Our analysis proceeded in 2 phases. In the first phase, using adherence dichotomized at a threshold of 80%, the kappa coefficient was used to assess the magnitude of agreement between self-reported adherence and electronic monitoring. The kappa coefficient was used because it assesses the chancecorrected agreement between these 2 methods of measuring adherence.
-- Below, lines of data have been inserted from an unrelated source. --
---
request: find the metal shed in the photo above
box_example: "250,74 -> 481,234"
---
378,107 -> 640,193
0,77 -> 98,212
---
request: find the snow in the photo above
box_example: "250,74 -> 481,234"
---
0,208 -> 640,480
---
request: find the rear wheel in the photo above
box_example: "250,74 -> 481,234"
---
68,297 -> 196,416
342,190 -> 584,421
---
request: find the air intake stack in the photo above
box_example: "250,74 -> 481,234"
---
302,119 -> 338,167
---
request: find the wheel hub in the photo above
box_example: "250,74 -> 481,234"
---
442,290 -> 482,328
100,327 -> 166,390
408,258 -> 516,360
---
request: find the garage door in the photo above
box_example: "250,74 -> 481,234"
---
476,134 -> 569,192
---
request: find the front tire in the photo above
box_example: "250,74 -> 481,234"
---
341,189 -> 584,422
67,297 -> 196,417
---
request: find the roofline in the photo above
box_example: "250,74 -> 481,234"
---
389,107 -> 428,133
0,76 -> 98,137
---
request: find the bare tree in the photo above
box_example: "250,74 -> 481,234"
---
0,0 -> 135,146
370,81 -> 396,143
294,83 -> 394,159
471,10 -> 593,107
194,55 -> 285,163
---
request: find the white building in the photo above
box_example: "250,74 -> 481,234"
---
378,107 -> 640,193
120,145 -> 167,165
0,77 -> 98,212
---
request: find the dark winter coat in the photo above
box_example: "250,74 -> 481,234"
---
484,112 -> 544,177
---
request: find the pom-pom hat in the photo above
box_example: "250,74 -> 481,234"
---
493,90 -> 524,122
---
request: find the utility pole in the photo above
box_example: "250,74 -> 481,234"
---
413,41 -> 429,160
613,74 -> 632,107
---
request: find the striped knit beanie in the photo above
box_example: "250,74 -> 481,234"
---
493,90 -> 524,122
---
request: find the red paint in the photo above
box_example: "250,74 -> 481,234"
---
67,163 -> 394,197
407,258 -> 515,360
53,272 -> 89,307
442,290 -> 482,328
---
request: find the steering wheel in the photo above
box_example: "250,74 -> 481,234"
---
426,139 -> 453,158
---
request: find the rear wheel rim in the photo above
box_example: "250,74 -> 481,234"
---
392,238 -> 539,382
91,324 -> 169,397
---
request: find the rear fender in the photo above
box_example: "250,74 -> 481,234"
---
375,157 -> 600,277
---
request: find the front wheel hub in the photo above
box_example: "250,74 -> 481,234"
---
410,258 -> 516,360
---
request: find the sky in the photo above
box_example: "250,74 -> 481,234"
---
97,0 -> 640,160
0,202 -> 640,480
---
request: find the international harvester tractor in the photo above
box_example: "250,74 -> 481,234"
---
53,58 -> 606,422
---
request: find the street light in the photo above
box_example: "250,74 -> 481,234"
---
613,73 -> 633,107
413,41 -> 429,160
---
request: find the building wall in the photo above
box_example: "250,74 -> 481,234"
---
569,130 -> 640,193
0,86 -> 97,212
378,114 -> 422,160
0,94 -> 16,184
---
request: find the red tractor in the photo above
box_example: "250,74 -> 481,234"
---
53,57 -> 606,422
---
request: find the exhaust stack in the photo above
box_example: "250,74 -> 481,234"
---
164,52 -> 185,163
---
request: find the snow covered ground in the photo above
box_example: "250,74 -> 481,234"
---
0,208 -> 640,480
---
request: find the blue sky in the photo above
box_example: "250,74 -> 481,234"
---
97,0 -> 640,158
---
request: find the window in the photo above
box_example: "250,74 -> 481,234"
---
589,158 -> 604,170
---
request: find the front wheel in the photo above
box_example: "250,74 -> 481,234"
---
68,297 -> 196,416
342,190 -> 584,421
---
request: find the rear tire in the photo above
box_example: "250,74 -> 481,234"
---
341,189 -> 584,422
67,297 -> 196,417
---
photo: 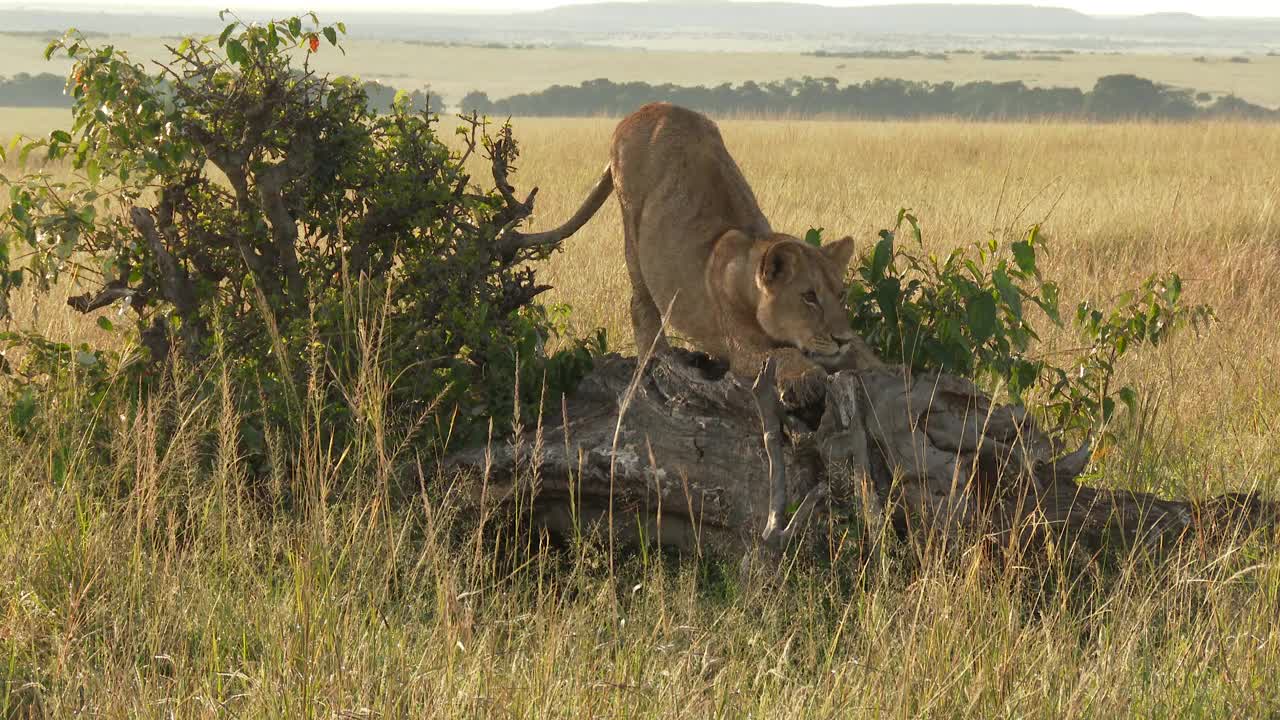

In the second phase, using adherence dichotomized at a threshold of 80%, our goal was to examine the relationship of >80% adherence, measured using both self-reported adherence and electronic monitoring, with clinical outcomes. As recommended by the American Diabetes Association clinical guidelines, an indicator of whether a participant achieved A1C <7% at 12 weeks was calculated.30 Depression remission was defi ned by a PHQ-9 score <5 at follow-up.32 We employed logistic regression to assess the relationship between the categorical diabetes outcome and adherence to the oral hypoglycemic agent and to assess the relationship between depression remission and adherence to the antidepressant. For both models, we report the odds ratio and 95% confi dence interval. Our final multivariate logistic regression models were adjusted for potentially influential variables including age, ethnicity, gender, marital status, educational attainment, functional status, frequency of medication administration, number of medications, number of medical conditions, cognitive status, intervention condition, and baseline clinical outcome. Analyses were conducted using SAS version 9.2 (SAS Institute, Inc, Cary, North Carolina).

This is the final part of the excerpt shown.